Griff Williams, Chief Executive Officer, Milltrust Agricultural Investments  October 2017

There is no doubting the strong interest in agriculture investing among pension funds today. This has increased along with appetite for all ‘real assets’ as allocators seek diversification and of low yields. Yet, while allocations have increased, we observe that many interested investors do continue to hold back, with meaningful obstacles inhibiting them from entering the field.

The first is unfamiliarity. Investigating new terrain requires education, not just for resource-constrained investment teams but also for trustees. This is a challenge that specialist agricultural asset managers can help to tackle, working proactively on education and knowledge transfer.
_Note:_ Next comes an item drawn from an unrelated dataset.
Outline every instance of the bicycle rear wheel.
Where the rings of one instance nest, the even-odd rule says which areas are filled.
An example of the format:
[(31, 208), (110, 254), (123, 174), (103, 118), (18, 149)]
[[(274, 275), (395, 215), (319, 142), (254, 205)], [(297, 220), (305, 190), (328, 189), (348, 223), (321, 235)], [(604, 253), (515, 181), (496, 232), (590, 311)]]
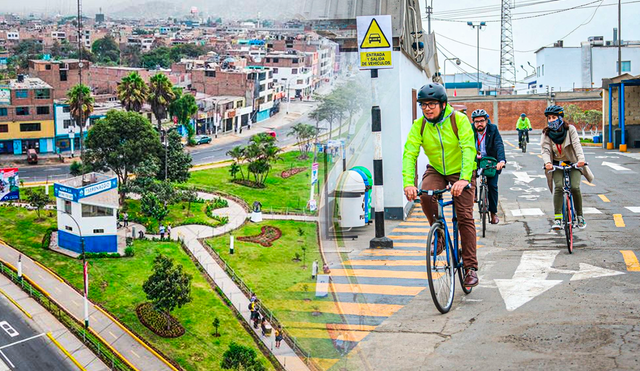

The second is more critical. There have been failures in product construction, with managers offering agriculture in structures that do not, from a pension fund perspective, deliver the most valuable characteristics of this asset class.

For example, a number of agriculture funds focus far more on capital gains than income, purchasing assets that remain cashflow-negative for years in pursuit of a 20% or 30% IRR. That is essentially private equity. Agriculture inherently presents allocators with the question: “where should we put this?” Even if the investor has a clear vision, it may not fit with what’s on offer.

Increasingly, and we think correctly, allocators are seeing farmland funds as a diversifying addition to their real estate exposure. On that basis, a degree of predictable income yield is important, as is the achievement of solid risk-adjusted capital gains on acquisitions and development capex.

These questions also shape our own strategy. Having spent 25 years in the institutional investment space, including a period at one of the UK’s larger pension funds (Railpen), I was committed to delivering what I believed investors want from assets like this: strong income, relatively low volatility and an investment horizon aligned to their long-run liability profile, with an open-ended structure to avoid forced-selling.